COE Profs Participate in UN Briefing on Education

An effective education requires more than a top-down approach, two Lehigh education professors said last week at a United Nations panel discussion titled “NGO Partners and Resources: A Global Grassroots Approach to Education for All.”

Alexander W. Wiseman, associate professor of comparative and international education, moderated the panel and shared his work in international education, where he strives to provide opportunities for non-governmental organizations (NGOs) to engage at the grass-roots level, most recently in Rwanda.

Lisa Damaschke-Deitrick, professor of practice of comparative and international education, also discussed a project she worked on in Germany that supports students of diverse backgrounds, including refugees.

It was the first time the College of Education led a briefing at the UN.

Wiseman addressed the challenges non-governmental organizations (NGOs) and education policymakers have in achieving the goals of Education for All movement.

Launched in 2000, Education for All is a UN initiative that seeks to provide quality education to children and adults throughout the world by marshaling the efforts of governments, development agencies, civil society and the private sector.

“Providing basic education for all is an ambitious goal,” Wiseman said. “And the challenges of reaching this goal are nowhere more evident than in the historically disenfranchised groups in every nation worldwide.”

A major contributing factor, Wiseman said, is that many organizations take top-down approaches to implementing educational access, equity and achievement.

Wiseman feels that some of these approaches have relied on politically driven coalitions that, while still important to global educational change, aren’t as effective in 21st century education movements.

“The Agahozo-Shalom Youth Village in Rwanda provides formal education to those most in need in post-genocide Rwanda,” Wiseman said, referring to the mass killings of Tutsi people in the African nation in 1994, “but the Youth Village provides so much more than a school education.”

The Youth Village mends the wounds of those in need in post-genocide Rwanda, by not only providing them with schooling and education, but by creating a safe space and sense of family for Rwandan youth who many times have lost their family in the genocide.

“By bringing Rwandans together to help other Rwandans, ASYV bridges across ethnic differences and creates opportunities both in and out of the formal school to provide inclusive and quality education for all Rwandans, with a special focus on those who are the most vulnerable,” Wiseman said.

The hands-on, grassroots approach offers formal and informal education, health and wellness, and healing by mending the world around them, referred to as ‘Tikkun Olam.’

Damaschke-Deitrick discussed a project she worked on in Germany, which seeks to bring education to students who have dropped out of school. Using a grassroots approach, she explained, the project is aimed at students from diverse backgrounds, including migrants and refugees. She said top-down approaches from the international level are not sustainable if they don’t look at the local context.

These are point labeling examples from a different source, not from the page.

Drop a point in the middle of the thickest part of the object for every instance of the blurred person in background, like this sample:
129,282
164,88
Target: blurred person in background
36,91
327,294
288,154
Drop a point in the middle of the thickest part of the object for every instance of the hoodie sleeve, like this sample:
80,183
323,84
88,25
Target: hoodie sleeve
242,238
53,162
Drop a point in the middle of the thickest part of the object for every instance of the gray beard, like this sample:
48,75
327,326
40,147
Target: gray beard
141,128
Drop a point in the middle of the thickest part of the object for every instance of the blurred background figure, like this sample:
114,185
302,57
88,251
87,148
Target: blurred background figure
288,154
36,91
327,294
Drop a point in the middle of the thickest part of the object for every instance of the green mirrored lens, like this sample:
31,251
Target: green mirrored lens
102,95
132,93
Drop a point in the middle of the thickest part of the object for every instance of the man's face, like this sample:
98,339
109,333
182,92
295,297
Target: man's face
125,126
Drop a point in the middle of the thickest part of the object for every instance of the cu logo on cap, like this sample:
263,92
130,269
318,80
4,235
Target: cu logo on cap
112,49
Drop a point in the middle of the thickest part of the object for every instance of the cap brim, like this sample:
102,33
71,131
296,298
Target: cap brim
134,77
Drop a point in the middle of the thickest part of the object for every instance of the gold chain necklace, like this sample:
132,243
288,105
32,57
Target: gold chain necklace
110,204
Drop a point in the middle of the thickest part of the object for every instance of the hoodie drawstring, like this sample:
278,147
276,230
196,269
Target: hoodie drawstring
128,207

The European Union is striving to support vulnerable youth with inclusive education, Damaschke-Deitrick said, but it faces challenges despite its relative wealth compared to other areas of the world.

“The European Union identified dropout rates and incomplete graduation requirements as one main poverty and social exclusion threat for young people,” Damaschke-Deitrick said. “And that is why the EU wants to tackle these problems through education.”

Damaschke-Deitrick advised turning to local partners to identify needs and challenges for implementing solutions. Her own project is called Second Chance, which focuses on students ages 12-18.


“The project really aims at individual support of each dropped out student, whether the student needs language, social, psychological or family support or general consulting and coaching,” she said.

Damaschke-Deitrick called on different local organizations to create a targeted approach for each individual student, whether to provide extra support in classes or relevant work experiences at local businesses.

“On the local level, different groups are encouraged to work together on the project,” she said. “Those groups and individuals come from civil society, local welfare organizations, local churches or other NGOs in collaboration with local schools.”

Damaschke-Deitrick says the collaborating forces should be constantly in communication and work together to make this as local of an approach as possible.

Damaschke-Deitrick says this deviation from a simply top-down education system decentralizes the approach, makes it possible to recognize the specifics in local conditions and challenges, and easier for the project to adapt to student’s needs locally.

Wiseman mentioned Lehigh’s partnership with the UN. The university was just the sixth university in the world to be officially recognized as an NGO by the UN Department of Public Information.

“This is the first education briefing Lehigh has done at the UN, which is really exciting for all of us,” Wiseman said.